1. What wt pole? 8 weight for Redfish, 6 for Trout, 5 weight for Freshwater
2. Fly line? Weight Forward Floating Cabelas Prestige Plus for Saltwater Good Not too expensive
3. Backing material? Dacron 100 yards is PLENTY
4. Leader? More on this later......
5. Reel? 8 wt. - Cabelas Prestige Plus is Not Too Bad. I want a Lamson with sealed bearing though. 5 wt - who cares. Drag is seldom used.
6. etc.

I think the leaders are more important than you might think, especially, with a bulky - wind resistant flies that we often use for Redfish. The thick stiff butt section of the fly helps the fly "turn over" when you cast. Especially if there is much wind. You can find them at Walmart in Mono pretty inexpensively. You want to go Loop to Loop IMHO....... No Loop in flyline - no problem - you can make your own......... same thing with Leader Loop.

Come to Acadia Fly Fishers Conclave this weekend chat with Pete Cooper - (he'll probably point you towards a 9 wt though) OR Red Stick Fly Fishers Day March 5th. There will be LOTS and LOTS of very experienced salt water fly fishers at both.

Catch
02-22-2011, 06:27 PM
PJ, why not get both a 5-weight (fresh) and an 8-weight (salt)? I see where Bass Pro is having a sale starting this weekend on their Intruder and Dogwood Canyon fly rods and outfits. Cabelas also has their 3-Forks - one of my favorite bream rods is the 8-ft, 5-wt model - on sale. All these are graphite rods with stainless guides and aluminum reel seats.

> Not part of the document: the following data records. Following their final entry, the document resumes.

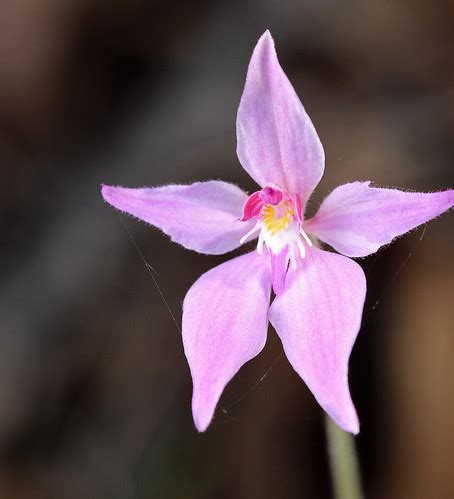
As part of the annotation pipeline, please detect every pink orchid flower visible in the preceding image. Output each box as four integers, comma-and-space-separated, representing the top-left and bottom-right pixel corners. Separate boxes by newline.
102, 31, 454, 434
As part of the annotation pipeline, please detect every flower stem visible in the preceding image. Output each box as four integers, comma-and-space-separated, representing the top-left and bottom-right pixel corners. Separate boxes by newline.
325, 414, 364, 499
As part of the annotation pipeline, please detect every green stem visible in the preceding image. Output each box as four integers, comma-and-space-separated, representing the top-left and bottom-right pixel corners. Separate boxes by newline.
325, 414, 364, 499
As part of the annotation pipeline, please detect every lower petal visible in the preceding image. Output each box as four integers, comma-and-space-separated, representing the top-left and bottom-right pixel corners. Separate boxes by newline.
270, 248, 366, 434
183, 251, 271, 431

The money you save by buying one of these inexpensive freshwater outfits can then be used to buy a good quality (but not expensive) 8-weight saltwater rod, like the TFO, which has a lifetime warranty. As for saltwater reels, all you need is one that won't corrode. It doesn't have to be machined, but it does have to be anodized. I'd get the 8-weight rod. Although I've caught countless specks and reds on as light as a 6-wt, it's not what I recommend for beginners for the following reasons: wind and the growing number of bull reds, aka redzillas, now roaming the inside marshes. Hooking up with a 20-pound red with that light a rod will whup your butt!

But I wouldn't go up to a 9-weight either. That's because the industry now looks at 9-weight as a "nearshore" rod for bigger species like jacks, bonito, small kings and cobia. You'd notice the difference in casting an 8-weight and a 9-weight, I can tell ya'.

As Valvguy1 says, take advantage of some of these spring flyfishing events. You'll be glad you did when April gets here and the flies start catching fish!